Dr. Dore: I would agree that in this patient, unless she can get in to see the rheumatologist very quickly, that she does need to be started on the steroids because of that low complement. And that means that her lupus is probably more active than someone who has a normal serum complement level. So, when I would see her, I would probably add hydroxychloroquine to make it so we can try to limit the dose of the steroids because they not only affect the bone, but also increase cardiovascular risk in these patients. At that point, I would want to see the patient back in probably three months. I would ask their primary care clinician to see the patient back in four to six weeks, again trying to be careful with the insurance, but checking the CBC, the CMP, the urinalysis, and at this time checking that serum complement. And if it’s still low, then I’m going to need to see the patient again and probably talk about adding something like azathioprine or mycophenylate to try to make certain that the complement level becomes normal, because that low complement is associated with more aggressive disease.
Dr. Birnholz: Dr. Kuritzky, what about you? What’s your vantage point from the primary care side of things?

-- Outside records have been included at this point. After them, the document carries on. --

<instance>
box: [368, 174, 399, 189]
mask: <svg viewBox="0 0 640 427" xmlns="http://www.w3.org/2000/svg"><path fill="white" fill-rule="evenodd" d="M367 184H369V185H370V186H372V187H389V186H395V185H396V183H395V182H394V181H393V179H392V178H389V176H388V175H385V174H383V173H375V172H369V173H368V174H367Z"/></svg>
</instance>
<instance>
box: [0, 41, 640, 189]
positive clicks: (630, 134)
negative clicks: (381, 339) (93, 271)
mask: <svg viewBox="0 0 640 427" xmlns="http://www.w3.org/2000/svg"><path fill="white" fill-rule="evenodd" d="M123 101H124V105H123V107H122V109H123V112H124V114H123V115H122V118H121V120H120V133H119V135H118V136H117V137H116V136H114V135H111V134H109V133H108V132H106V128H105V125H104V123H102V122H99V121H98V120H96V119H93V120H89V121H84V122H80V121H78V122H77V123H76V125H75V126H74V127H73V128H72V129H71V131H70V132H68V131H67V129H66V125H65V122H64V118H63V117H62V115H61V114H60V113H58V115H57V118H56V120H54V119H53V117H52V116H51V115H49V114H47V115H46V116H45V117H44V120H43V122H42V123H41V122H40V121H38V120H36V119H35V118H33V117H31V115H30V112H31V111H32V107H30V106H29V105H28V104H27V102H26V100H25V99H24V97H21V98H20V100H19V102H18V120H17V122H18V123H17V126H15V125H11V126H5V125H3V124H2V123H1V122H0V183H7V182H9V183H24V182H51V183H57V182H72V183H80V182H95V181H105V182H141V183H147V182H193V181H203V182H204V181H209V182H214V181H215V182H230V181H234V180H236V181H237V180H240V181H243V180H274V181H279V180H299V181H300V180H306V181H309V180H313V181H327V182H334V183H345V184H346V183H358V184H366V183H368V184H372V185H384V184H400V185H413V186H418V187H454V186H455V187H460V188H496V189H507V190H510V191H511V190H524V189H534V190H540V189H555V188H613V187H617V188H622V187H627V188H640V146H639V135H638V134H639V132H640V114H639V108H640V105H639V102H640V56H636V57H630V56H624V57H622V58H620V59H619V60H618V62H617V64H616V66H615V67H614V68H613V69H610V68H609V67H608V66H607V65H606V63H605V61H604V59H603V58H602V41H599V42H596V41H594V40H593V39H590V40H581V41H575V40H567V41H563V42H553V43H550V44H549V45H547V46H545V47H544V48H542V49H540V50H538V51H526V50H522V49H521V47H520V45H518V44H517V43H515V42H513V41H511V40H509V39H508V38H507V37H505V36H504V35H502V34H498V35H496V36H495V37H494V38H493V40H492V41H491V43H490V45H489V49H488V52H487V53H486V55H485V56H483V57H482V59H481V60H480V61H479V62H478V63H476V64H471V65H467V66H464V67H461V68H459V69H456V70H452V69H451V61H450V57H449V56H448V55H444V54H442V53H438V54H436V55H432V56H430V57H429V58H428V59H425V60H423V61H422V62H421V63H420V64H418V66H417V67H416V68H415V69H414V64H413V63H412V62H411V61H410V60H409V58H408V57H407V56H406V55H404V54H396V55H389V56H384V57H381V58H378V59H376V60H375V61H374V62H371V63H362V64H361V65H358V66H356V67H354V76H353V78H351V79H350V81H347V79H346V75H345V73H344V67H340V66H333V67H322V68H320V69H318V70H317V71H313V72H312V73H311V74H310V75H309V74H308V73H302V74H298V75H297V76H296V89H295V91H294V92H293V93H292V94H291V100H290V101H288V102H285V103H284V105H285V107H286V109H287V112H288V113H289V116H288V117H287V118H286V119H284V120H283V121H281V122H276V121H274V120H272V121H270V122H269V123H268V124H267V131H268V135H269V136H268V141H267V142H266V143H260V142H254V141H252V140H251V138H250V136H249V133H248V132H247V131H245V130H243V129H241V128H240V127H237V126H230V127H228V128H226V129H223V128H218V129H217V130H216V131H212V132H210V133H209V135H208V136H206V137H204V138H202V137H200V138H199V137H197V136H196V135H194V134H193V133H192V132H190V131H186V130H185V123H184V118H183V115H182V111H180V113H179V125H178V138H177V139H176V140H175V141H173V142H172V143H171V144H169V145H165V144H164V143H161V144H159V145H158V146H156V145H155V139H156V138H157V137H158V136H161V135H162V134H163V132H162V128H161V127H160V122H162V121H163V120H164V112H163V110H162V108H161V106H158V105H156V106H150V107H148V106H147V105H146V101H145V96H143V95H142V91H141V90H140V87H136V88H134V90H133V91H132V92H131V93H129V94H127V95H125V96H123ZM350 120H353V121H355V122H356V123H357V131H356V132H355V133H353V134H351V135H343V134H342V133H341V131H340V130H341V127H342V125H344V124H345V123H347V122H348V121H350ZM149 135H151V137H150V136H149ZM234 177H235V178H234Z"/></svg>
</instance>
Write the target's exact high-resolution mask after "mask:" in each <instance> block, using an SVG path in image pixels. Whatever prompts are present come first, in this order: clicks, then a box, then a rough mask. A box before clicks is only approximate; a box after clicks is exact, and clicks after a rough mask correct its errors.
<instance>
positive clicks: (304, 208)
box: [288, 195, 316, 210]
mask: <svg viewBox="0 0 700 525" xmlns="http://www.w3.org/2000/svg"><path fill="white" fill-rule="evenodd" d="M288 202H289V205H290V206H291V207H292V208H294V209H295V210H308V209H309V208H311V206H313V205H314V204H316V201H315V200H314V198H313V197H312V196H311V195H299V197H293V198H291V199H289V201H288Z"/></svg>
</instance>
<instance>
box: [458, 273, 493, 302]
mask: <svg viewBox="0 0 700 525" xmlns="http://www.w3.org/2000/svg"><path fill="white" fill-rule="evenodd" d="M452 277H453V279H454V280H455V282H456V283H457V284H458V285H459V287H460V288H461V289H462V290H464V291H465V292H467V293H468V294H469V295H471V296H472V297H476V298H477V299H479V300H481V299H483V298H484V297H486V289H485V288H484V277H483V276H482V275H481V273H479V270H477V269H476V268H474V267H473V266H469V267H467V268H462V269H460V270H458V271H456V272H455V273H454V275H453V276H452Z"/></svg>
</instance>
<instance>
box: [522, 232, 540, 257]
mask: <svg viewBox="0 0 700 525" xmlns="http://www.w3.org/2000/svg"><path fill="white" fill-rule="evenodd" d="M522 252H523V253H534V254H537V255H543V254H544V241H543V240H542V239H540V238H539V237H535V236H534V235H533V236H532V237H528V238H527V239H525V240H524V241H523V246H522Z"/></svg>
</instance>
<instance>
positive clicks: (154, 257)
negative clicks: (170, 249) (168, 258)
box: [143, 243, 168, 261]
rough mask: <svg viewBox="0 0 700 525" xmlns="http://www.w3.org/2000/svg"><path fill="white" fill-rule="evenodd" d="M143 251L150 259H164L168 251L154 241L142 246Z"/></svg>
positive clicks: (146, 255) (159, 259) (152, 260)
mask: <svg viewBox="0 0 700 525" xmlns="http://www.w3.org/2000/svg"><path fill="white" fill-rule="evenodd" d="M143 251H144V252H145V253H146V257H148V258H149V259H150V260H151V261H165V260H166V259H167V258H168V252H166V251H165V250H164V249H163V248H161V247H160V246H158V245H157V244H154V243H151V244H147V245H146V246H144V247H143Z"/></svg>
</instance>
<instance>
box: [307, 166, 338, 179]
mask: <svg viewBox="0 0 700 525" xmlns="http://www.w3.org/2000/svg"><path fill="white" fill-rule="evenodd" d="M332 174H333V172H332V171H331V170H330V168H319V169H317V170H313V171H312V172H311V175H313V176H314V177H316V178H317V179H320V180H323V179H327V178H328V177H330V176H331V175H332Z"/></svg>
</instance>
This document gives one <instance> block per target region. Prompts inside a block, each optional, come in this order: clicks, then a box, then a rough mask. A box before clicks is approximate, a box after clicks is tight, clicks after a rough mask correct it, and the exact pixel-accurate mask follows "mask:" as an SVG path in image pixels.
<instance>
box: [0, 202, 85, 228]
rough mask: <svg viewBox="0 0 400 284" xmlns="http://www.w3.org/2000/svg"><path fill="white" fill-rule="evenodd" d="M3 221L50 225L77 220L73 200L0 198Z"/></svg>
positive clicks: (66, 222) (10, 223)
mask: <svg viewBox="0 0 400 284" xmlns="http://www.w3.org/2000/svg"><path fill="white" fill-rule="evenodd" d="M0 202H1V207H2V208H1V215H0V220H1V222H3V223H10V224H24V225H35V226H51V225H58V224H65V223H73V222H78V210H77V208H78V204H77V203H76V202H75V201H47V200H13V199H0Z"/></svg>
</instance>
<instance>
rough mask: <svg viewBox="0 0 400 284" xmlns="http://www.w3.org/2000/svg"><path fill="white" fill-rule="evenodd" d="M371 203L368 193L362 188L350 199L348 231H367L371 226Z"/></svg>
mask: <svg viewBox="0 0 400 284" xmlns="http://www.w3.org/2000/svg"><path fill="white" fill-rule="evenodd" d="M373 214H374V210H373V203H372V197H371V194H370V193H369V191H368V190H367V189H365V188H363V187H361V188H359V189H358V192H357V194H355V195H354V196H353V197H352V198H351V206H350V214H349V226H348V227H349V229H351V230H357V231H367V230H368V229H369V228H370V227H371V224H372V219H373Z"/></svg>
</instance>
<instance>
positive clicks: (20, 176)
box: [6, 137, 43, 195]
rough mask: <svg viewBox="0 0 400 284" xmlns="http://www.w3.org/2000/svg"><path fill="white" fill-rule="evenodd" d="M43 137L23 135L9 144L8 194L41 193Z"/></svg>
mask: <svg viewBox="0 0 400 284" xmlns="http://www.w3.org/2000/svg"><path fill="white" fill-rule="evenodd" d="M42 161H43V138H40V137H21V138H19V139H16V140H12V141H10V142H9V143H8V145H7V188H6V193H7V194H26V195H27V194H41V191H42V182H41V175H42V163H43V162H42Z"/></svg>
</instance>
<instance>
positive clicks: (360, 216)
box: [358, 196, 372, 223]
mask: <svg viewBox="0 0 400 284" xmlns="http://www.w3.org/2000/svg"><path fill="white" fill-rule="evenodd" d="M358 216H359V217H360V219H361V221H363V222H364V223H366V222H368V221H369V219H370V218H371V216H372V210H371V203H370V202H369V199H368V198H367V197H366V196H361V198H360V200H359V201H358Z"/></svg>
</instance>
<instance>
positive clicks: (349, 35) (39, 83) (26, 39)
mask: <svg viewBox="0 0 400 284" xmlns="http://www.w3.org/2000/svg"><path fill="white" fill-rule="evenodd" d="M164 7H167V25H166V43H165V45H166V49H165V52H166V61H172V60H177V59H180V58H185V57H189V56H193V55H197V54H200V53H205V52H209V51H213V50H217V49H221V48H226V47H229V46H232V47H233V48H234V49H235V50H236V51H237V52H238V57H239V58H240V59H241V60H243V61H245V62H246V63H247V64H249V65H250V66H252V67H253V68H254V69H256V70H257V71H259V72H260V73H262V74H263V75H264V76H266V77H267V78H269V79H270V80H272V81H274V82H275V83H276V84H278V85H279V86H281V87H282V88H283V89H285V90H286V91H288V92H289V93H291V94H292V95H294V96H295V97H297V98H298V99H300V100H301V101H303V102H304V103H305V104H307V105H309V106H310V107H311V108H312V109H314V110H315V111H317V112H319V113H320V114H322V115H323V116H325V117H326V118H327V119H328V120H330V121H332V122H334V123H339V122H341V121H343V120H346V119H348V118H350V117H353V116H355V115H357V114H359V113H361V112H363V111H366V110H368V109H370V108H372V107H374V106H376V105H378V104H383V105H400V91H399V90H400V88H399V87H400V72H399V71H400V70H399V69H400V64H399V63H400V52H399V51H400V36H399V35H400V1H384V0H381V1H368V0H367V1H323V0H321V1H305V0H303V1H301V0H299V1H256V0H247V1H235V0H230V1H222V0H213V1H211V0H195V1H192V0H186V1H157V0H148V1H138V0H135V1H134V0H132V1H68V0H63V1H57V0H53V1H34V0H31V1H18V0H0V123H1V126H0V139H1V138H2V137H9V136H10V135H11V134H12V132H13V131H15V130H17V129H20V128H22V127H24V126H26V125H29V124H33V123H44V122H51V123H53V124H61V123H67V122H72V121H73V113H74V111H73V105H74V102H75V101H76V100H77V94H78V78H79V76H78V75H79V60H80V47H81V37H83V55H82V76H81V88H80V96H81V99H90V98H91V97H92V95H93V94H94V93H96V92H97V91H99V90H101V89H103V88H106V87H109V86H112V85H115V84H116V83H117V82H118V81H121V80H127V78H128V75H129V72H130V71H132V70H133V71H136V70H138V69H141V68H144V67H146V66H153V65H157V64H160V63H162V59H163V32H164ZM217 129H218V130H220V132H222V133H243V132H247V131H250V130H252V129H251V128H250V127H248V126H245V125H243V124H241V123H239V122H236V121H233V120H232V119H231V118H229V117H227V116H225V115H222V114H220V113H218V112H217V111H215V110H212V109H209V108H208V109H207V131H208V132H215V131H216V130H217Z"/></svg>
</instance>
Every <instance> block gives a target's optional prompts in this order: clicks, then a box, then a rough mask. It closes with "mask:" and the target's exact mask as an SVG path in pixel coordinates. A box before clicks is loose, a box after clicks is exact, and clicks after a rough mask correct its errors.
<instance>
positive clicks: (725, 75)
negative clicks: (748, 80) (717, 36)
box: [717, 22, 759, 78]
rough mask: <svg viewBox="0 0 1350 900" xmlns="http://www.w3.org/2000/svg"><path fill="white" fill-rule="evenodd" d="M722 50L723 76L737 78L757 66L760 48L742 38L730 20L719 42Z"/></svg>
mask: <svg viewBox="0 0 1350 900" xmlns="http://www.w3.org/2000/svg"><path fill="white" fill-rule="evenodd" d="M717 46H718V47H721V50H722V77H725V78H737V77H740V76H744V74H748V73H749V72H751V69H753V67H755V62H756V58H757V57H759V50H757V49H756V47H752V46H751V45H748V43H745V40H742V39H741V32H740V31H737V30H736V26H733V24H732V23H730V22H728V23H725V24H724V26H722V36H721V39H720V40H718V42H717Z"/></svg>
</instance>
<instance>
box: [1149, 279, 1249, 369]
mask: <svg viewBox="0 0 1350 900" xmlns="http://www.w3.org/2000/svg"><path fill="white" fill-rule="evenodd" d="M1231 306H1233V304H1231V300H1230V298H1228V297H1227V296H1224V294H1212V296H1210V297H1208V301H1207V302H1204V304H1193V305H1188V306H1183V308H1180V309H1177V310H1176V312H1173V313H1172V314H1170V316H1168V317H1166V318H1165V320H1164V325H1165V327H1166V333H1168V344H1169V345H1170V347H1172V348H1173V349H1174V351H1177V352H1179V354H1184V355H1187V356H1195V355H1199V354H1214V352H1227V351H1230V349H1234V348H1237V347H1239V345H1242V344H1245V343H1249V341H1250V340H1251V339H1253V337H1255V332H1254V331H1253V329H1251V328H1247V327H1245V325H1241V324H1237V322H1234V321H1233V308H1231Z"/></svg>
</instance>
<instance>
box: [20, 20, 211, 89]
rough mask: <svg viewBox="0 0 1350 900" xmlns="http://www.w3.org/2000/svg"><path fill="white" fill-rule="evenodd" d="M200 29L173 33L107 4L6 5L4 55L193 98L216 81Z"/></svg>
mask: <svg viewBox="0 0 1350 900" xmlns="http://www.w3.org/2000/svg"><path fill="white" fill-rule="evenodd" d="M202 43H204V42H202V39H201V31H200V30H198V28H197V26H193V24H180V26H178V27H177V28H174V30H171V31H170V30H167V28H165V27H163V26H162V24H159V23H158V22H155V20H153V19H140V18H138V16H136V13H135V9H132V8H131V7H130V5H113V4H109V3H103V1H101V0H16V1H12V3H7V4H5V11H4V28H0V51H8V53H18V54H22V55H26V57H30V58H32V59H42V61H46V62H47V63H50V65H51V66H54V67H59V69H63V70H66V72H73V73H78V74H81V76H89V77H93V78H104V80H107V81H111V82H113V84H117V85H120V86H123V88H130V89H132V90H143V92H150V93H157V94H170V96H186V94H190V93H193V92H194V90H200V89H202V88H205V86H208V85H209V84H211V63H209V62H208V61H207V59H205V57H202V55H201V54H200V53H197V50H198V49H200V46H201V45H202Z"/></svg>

Dr. Kuritzky: The patient is going to need to be seen on an ongoing basis. When her disease is quiescent, unless it’s for other health maintenance issues, probably every six months is going to be fine. But until her disease is stabilized, she is going to need to be seen at a minimum of every three months. Now, many of the decisions are going to be in the hands of the rheumatologist, but I want to give her ongoing education about her disease. Make sure that she reduces her cardiovascular risk—because it’s elevated from baseline with exercise, appropriate diet, and avoidance of toxins like cigarette smoking. The primary care clinicians may be interested to learn that sunscreen is an important intervention, because sunlight exacerbates the disease. And we want to be sure this patient is appropriately vaccinated. So sometimes patients, when they get a major primary diagnosis, that seems to be the loudest noise in the clinical room. Her lupus is important, but she has other life issues that are just as important that require the same maintenance as we provide for any other patient without lupus, as well as the areas of heightened risk for cardiovascular and renal disease.
Dr. Birnholz: Well, with those takeaways in mind, I very much want to thank my guests, Dr. Robin Dore, and Dr. Louis Kuritzky, for helping walk through this patient case and, in the process, defining best practices in diagnostic and treatment planning for lupus patients. Doctors, it was fantastic speaking with both of you today.
Dr. Dore: Thank you very much for asking us to present this information.
Dr. Kuritzky: Thank you for allowing me to participate in this educational experience.